The Transantarctic Mountains stretch 4000 km across Antarctica from North Victoria Land on the Ross Sea to Coats Land on the Weddell Sea. Early explorers seeking the South Pole had to cross this range to gain access to the inner polar plateau. Geologists with R. F. Scott’s Discovery Expedition of 1901-1904 (H. Ferrar), E. H. Shackleton’s Nimrod Expedition of 1907-1909 (R. E. Priestley & D. Mawson), and R. F. Scott’s last expedition, the Terra Nova Expedition of 1910-1912 (G. Taylor & F. Debenham), readily recognized the abundance of dolerite sills between Victoria Land and the Beardmore Glacier, a distance of about 800 km. All succeeding expeditions have been similarly impressed by the thick dark bands of sills within massive basal expanses of pink granite and extensive upper sections of tan sandstones. The first modern comprehensive reports on the petrology of the dolerites were by Warren Hamilton and Bernard Gunn. The Ferrar magmatic system contains information vital to understanding the very fundamental processes of planetary magmatism. The heart of the system is an expansive (~10,000 km2) stack of five massive sills (~300-750 m thick), centrally interconnected and exceptionally well exposed over a vertical extent of about 4 km, culminating in the direct connection to regional flood basalts, the Kirkpatrick Basalt. These rocks record the episodic or serial establishment, loading, and eruption of a magmatic system with compositionally and temporally contiguous aliquots of compositionally diverse magma.

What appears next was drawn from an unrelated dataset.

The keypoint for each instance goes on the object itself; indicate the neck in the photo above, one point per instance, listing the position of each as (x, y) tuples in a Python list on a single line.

Magma composition varies systematically upwards through the system from ultramafic (20% MgO) layered orthopyroxenite at the base to uniform tholeiite (5-7% MgO) in the uppermost sills and lavas. The overall bulk chemical compositions describe a strongly differentiated and diverse system exceedingly similar to that defined by the lavas of Hawaii (i.e., Kilauea, Mauna Kea, and Mauna Loa). And as at Hawaii, MgO content is directly related to the presence of magnesian phenocrysts, orthopyroxene in the Ferrar and olivine at Hawaii. In striking contrast to Hawaii, however, the spatial context of every sample defining the differentiation sequence within the Ferrar magmatic system is accurately known. This spatial control allows the processes giving rise to the compositional variations to be ascertained in some detail.